Nowo mianowana szefowa prokuratury apelacyjnej w Katowicach Iwona Palka odwołała większość swoich nowych współpracowników - dowiaduje się dziennik.pl. - Do końca roku nie planujemy żadnych zwolnień - zapewnia jednak oficjalnie rzecznik tej prokuratury.
Według dziennika.pl. Palka, która zajęła miejsce odwołanego 12 grudnia Tomasza Janeczka, już podziękowała za współpracę dotychczasowym zastępcom szefa prokuratury, naczelnikom wydziałów i szefowi prokuratury okręgowej. Szefowa miała im złożyć propozycję nie do odrzucenia: albo napiszą podania o przeniesienie, albo stracą pracę. Dziennik.pl. pisząc o tym powołuje się na anonimowych śledczych z Katowic i byłego ministra sprawiedliwości Zbigniewa Ziobrę.
Wymieniani przez dziennikarzy prokuratorzy prowadzili do tej pory ważne śledztwa m.in. ws. fundacji Aleksandra Kwaśniewskiego, tajnych kont polityków lewicy i jej kasjera Petera Vogla, a także mafii węglowej, oraz śmierci górników w kopalni Halemba.

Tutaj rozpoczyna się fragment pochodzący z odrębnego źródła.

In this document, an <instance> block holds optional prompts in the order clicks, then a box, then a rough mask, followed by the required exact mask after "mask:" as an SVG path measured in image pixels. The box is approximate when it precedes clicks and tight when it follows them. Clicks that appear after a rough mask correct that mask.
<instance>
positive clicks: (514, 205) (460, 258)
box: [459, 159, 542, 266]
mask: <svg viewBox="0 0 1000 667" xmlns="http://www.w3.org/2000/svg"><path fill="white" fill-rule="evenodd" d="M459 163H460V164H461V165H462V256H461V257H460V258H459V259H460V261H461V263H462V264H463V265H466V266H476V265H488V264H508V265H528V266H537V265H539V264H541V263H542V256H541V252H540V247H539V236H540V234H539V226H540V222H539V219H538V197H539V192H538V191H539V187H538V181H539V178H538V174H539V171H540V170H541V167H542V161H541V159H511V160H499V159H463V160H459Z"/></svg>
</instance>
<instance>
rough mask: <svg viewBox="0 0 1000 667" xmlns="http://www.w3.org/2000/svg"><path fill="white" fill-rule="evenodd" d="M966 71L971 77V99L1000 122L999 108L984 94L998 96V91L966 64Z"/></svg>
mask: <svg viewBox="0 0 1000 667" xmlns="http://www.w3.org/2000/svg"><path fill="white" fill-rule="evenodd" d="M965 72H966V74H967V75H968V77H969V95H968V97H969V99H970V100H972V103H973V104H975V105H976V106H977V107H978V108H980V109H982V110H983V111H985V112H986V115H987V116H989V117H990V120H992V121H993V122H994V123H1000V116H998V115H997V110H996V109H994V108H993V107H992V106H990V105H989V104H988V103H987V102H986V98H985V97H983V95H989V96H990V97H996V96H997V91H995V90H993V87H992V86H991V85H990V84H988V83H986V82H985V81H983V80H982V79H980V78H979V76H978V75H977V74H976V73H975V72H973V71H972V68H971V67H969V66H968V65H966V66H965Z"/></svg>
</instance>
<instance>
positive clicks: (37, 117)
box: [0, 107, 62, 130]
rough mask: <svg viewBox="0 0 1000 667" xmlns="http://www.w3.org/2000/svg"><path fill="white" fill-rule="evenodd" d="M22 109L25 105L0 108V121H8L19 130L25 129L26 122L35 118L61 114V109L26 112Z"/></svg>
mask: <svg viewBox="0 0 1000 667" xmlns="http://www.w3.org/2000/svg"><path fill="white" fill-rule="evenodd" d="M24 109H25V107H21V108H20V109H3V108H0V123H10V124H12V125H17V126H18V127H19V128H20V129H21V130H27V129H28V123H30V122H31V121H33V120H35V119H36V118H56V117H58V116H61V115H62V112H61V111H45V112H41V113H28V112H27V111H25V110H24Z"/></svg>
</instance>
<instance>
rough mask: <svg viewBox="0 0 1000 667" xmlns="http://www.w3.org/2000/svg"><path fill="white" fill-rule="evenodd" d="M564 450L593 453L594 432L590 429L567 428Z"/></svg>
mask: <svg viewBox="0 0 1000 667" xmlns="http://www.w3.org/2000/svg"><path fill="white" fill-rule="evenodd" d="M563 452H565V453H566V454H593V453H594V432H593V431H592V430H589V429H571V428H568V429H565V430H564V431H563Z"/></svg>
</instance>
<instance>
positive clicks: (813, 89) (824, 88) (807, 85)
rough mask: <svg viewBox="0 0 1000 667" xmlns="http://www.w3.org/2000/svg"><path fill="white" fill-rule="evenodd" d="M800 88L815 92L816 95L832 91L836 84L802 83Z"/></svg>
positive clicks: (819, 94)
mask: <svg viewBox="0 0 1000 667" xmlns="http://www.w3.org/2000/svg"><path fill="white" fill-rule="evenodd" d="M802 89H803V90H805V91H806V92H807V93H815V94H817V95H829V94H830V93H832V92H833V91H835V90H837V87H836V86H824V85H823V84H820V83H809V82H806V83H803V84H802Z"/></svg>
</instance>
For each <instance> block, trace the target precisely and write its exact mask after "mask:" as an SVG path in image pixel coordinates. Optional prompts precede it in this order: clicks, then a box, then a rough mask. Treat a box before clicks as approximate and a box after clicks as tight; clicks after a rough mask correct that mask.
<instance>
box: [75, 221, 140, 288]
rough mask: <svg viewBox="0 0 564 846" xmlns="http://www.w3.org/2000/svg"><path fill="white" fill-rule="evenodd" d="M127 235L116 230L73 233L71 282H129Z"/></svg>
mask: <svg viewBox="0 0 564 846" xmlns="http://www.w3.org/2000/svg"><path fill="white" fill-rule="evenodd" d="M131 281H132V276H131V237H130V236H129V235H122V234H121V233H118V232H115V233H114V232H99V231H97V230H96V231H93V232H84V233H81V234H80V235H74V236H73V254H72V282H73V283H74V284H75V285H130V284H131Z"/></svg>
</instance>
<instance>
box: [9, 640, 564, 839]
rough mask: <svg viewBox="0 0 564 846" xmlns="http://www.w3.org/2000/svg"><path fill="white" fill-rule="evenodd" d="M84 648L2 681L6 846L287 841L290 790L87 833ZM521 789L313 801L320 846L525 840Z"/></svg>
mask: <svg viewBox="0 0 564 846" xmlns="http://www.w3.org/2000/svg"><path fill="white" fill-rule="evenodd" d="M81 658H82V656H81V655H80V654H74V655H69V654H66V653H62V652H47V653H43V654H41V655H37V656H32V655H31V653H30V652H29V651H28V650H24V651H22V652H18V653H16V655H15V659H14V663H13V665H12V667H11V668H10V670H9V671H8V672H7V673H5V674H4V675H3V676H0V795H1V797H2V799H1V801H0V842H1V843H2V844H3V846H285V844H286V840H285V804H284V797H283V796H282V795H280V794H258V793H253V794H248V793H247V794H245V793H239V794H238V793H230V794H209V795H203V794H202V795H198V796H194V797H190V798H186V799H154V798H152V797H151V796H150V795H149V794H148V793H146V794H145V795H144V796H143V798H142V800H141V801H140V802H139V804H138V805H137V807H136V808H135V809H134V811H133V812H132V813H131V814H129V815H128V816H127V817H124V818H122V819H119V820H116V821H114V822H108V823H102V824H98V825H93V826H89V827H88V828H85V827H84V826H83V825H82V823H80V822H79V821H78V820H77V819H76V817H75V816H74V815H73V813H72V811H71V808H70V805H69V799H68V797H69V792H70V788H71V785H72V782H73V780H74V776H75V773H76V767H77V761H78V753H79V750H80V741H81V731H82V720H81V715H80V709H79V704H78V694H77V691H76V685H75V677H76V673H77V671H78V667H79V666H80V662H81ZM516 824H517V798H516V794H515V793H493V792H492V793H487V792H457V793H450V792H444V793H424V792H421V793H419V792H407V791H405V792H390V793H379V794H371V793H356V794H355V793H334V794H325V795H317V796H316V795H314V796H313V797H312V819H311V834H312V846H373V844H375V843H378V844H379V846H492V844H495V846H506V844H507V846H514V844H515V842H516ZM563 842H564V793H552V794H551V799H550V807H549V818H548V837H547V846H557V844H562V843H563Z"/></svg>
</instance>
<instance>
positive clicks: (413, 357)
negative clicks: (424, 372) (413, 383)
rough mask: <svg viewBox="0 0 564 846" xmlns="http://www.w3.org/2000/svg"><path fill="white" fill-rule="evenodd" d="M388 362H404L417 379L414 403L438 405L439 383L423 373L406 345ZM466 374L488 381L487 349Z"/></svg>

To właśnie ci prokuratorzy, za rządów Kaczyńskiego, byli atakowani przez przeciwników ministra Ziobry, że działali na polityczne zlecenia rządzących - zwraca uwagę dziennik.pl.
Zwolnień nie ma... do końca roku.
-Żadne zwolnienia w tym roku kalendarzowym nie są planowane - zapewnia w rozmowie z tvn24.pl rzecznik prasowy prokuratury apelacyjnej w Katowicach Bożena Jaworek-Kaziród. - A na początku przyszłego roku? - dopytujemy się. - Takie jest oficjalne stanowisko naszej prokuratury. Więcej informacji podać nie mogę - ucina jednak Jaworek-Kaziród.
Doniesień dziennika.pl. w ten sposób nie dementuje, bo według niego odwołania mają zacząć obowiązywać dopiero od 2008 roku.
Szef prokuratury do sądówki?
Informacje o odwołaniach potwierdza natomiast Zbigniew Ziobro. Były minister sprawiedliwości nie kryje oburzenia: - To jest horrendum jak z Mrożka. Jak można tak szykanować i upadlać ludzi? - pyta.
Anonimowi prokuratorzy opowiadają dziennikowi, że np. dotychczasowy szef prokuratury okręgowej został skierowany do wydziału postępowań sądowych, tak zwanej "sądówki". - Przeniesiono go tam, mimo jego próśb, że chce nadal prowadzić śledztwa, bo był zawsze prokuratorem liniowym - utrzymuje jeden z katowickich śledczych.
Według dziennika do "sądówki" zesłano też prokuratora krajowego Dariusza Barskiego i szefa wydziału przestępczości zorganizowanej prokuratury krajowej.